Saman Sargazi et al. Iran J Public Health. 2021 Feb.

Abstract

Background: KIF26B gene is found to play essential roles in regulating different aspects of cell proliferation and development of the nervous system. We aimed to determine if rs12407427 T/C polymorphism could affect susceptibility to schizophrenia (SZN) and breast cancer (BC), the two genetically correlated diseases.

Methods: The current case-control study was performed from Aug 2018 to Dec 2018. Briefly, 159 female pathologically confirmed BC cases referring to Alzahra Hospital, Isfahan, Iran, and 102 psychologically confirmed SZN patients (60 males and 42 females) admitted to Baharan Hospital, Zahedan, Iran, were enrolled. Using the salting-out method, genomic DNA was extracted, and variants were genotyped using allele-specific amplification refractory mutation system polymerase chain reaction (ARMS-PCR) method.
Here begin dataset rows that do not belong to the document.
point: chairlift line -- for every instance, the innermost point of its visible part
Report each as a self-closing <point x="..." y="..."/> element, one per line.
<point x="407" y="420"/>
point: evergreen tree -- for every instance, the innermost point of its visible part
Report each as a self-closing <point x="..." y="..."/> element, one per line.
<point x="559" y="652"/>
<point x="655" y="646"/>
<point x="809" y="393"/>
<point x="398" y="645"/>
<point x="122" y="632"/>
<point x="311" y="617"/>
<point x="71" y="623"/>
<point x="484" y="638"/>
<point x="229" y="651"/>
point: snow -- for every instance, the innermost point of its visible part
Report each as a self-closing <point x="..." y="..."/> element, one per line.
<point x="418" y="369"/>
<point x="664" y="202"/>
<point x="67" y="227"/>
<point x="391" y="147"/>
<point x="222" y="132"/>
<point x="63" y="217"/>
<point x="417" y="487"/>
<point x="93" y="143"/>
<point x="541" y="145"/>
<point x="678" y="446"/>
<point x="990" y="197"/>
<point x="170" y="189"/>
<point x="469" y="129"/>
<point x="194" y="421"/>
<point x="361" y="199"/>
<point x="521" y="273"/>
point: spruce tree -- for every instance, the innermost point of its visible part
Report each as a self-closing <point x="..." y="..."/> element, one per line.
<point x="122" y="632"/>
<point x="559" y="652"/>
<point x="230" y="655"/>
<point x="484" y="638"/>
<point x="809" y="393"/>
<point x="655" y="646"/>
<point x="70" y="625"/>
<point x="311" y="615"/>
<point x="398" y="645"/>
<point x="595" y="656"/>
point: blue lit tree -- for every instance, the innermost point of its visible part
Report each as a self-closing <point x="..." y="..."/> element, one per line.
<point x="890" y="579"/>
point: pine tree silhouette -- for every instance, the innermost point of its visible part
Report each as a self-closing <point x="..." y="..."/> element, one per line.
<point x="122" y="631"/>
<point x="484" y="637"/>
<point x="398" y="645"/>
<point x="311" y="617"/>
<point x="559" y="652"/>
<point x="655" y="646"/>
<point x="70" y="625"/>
Results: The results revealed a significant association between the KIF26B rs12407427 codominant CT (P=0.001), CC (P=0.0001), dominant CT+CC, and recessive CC (P=0.001) genotypes with the risk of developing SZN. Significant correlations were also found regarding rs12407427 and BC susceptibility in different inheritance models, including over-dominant CT (P=0.026), dominant CT+CC (P=0.001), recessive CC (P=0.009), and codominant CT and CC (P=0.001) genotypes. The over-presence of the C allele was also correlated with an increased risk for SZN (P=0.0001) and BC (P=0.0001). Finally, computational analysis predicted that T/C variation in this polymorphism could change the binding sites in proteins involved in splicing.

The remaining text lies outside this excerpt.